Organisations-Entwicklung von unten – bei Volkshochschulen!

Über 900 Volkshochschulen gibt es in Deutschland. Die steuern 200.000 freiberufliche Kursleiter die wiederum 9 Millionen Teilnehmer jährlich bedienen. Damit sind VHS unbestreitbar die größte Weiterbildungsorganisation in Deutschland. Oder doch nicht? Es ist eben nicht die eine Organisation, sondern 900 selbständige Einheiten, die alle nur den gleichen Namen tragen. Eingebunden in Gemeinden, mal als Teil der Verwaltung, mal als kommunale GmbH arbeiten die im öffentlichen Dienst beschäftigten VHS-Mitarbeiter im Auftrag ihrer Kommune und naturgemäß innerhalb der kommunalen Grenzen.

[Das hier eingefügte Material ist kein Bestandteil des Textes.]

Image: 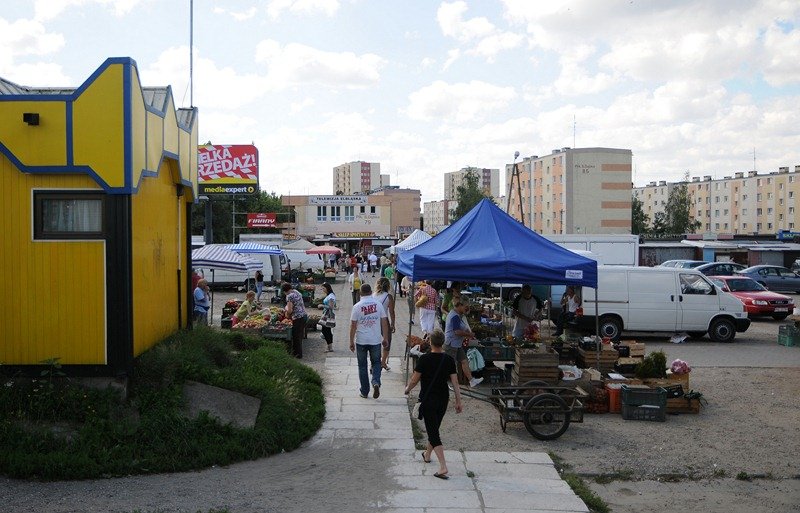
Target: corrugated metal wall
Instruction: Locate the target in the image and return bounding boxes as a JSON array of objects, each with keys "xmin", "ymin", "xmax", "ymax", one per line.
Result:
[{"xmin": 0, "ymin": 155, "xmax": 106, "ymax": 365}]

Lebenslanges Lernen zu unterstützen, ist der mehr oder weniger offen ausgesprochene Auftrag, insbesondere mit Angeboten für die bildungsferneren gesellschaftlichen Gruppen. Gute Lern-Gelegenheiten gibt es aber immer mehr ohne dass man Klassenräume besuchen muss. Das Internet lädt heute auch zum Lernen ein, und das oft sogar kostenlos. Dr. Christian Fiebig, Geschäftsführer der VHS Böblingen-Sindelfingen beschreibt das so: Im Internet liegen alle Bildungsanbieter und alle VHS nebeneinander in der gleichen Straße – nur einen Mausklick entfernt.

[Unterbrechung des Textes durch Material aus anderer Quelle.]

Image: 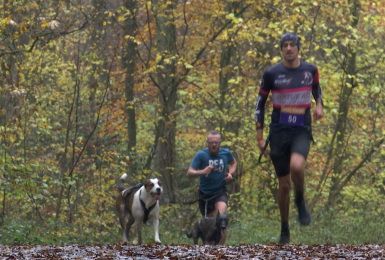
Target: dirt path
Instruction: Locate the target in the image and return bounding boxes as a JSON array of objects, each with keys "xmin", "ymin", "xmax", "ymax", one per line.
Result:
[{"xmin": 0, "ymin": 245, "xmax": 385, "ymax": 259}]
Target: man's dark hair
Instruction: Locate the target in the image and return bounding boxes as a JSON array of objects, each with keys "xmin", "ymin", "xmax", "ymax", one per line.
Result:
[
  {"xmin": 209, "ymin": 130, "xmax": 221, "ymax": 135},
  {"xmin": 279, "ymin": 32, "xmax": 301, "ymax": 50}
]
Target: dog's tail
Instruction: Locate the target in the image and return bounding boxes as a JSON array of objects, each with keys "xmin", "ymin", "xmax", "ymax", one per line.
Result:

Damit werden regionale, kommunale Grenzen für Bildungsangebote aufgelöst. Eine Anmeldung eines zahlenden Hamburger Teilnehmers für einen Online-Kurs einer süddeutschen VHS wird dort ganz sicher nicht abgewiesen. Ganz im Gegenteil, das Internet schafft jetzt gerade für ländliche VHS ganz andere und wirtschaftlich interessante Möglichkeiten an viel mehr Teilnehmer zu kommen – wenn das Angebot gut ist. Das heizt den Wettbewerb an. Lernangebote im Internet werden transparenter, werden damit vergleichbarer. Qualitäts-Angebote sprechen sich rum, und steigern damit die Qualität der noch folgenden Angebote. Schließlich will kein Kursleiter und kein verantwortlicher VHS-Mitarbeiter im Internet mit seinem Lernangebot zu den nicht so gut Bewerteten gehören. Und auch weiterhin stattfindende Präsenzkurse werden sich an gut aufbereiteten Online-Kursen messen lassen müssen. Für lernwillige Teilnehmer entsteht hier eine Angebotsausweitung, die ihm immer mehr Wahlmöglichkeiten bietet, das jeweils persönlich am meisten Ansprechende zu wählen. Auch das verschärft den Wettbewerb der Anbieter.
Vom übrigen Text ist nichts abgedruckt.